I've actually spent a fair bit of time thinking abd wondering about the topic.
Basically most kitchen knife users want a low maintenance knife, I'm not talking knife folks, but general users. So the steel has to be stainless, and the handles have to be food safe, and washable, and all has to tolerate being left with food on it for an hour or three while a meal is being prepared. My wife is a prime example. She loves her knives and wouldn't dream of putting them in the dishwasher, but they do still get left for for sometimes more than an hour with food on them, or dropped in the sink while she moves on the next dish and left to get splashed and soaked when the tap gets run until clean up time.
I have a couple carbon knives I use but no one else in the house does because they aren't interested in the "work" of cleaning them immediately.
Next there is the perceived value and awareness... Most users are unaware of how much better a knife can be in the kitchen, and even knife knuts who have great knives in other areas don't see this because most other knives are not optimized for kitchen type use so they don't see tjhe gains in a thin flat grind so they don't see how much better it could be.
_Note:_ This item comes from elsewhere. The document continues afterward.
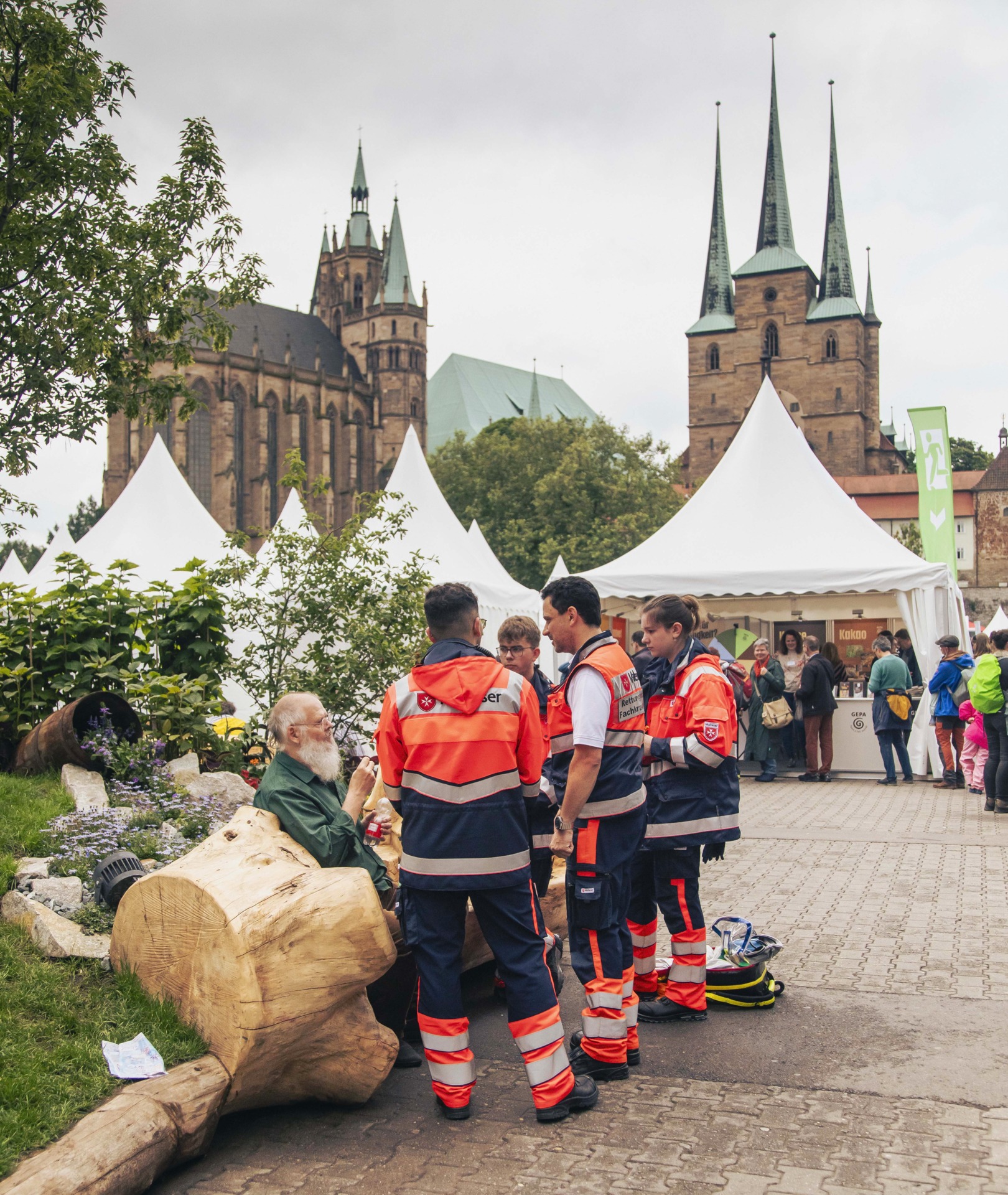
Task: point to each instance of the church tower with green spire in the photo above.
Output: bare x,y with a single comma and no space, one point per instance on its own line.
774,316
The other thing is that the steel used are usually not super steels with great edge retention hardened to higher hardnesses they get treated like the makers hard use knives so they won't benefit as much as they could. For instance 3V can be hardened to Rc 62 and still be tougher than most other knife steels at 57-59, yet virtually no one does this. I would love to have some really great basic utilitarian kitchen knives in 3 or M390 or similar... basic flat grind, or santoku, style, nice looking but indestructible micarta handles. I know that compared to a similar hunter or EDC knife the cost is higher because the knives are bigger, but they don't need the same level of super fine finish in my book I'd rather save the money. Also it seems that most makers when doing kitchen knives either go with really basic 1095, or crazy fancy damascus and exotic handles... Lets get premium steel and design with basic utility rather than exotic. most kitchen users aren't going to shell out big $$ for a gorgeous damascus blade they have to fuss over all the time. That has stopped me from buying mroe than one knife I really liked the look of, It would look like crap in no time with the treatment it got from the family so its not worth it.
I have been looking at a couple of the kitchen knives that makers posted on here a while back, but I need to save up that kind of cash, since I have a family. maybe make the pruchase for a Christmas gift. And of course the final factor there's no hiding a Kitchen knife from the wife.
Last, really this is the last last one...

we all already have knives we make do with. so we aren't desparate to get something, and we'r eunlikely to be able to sell the crap we have now to fund new better ones.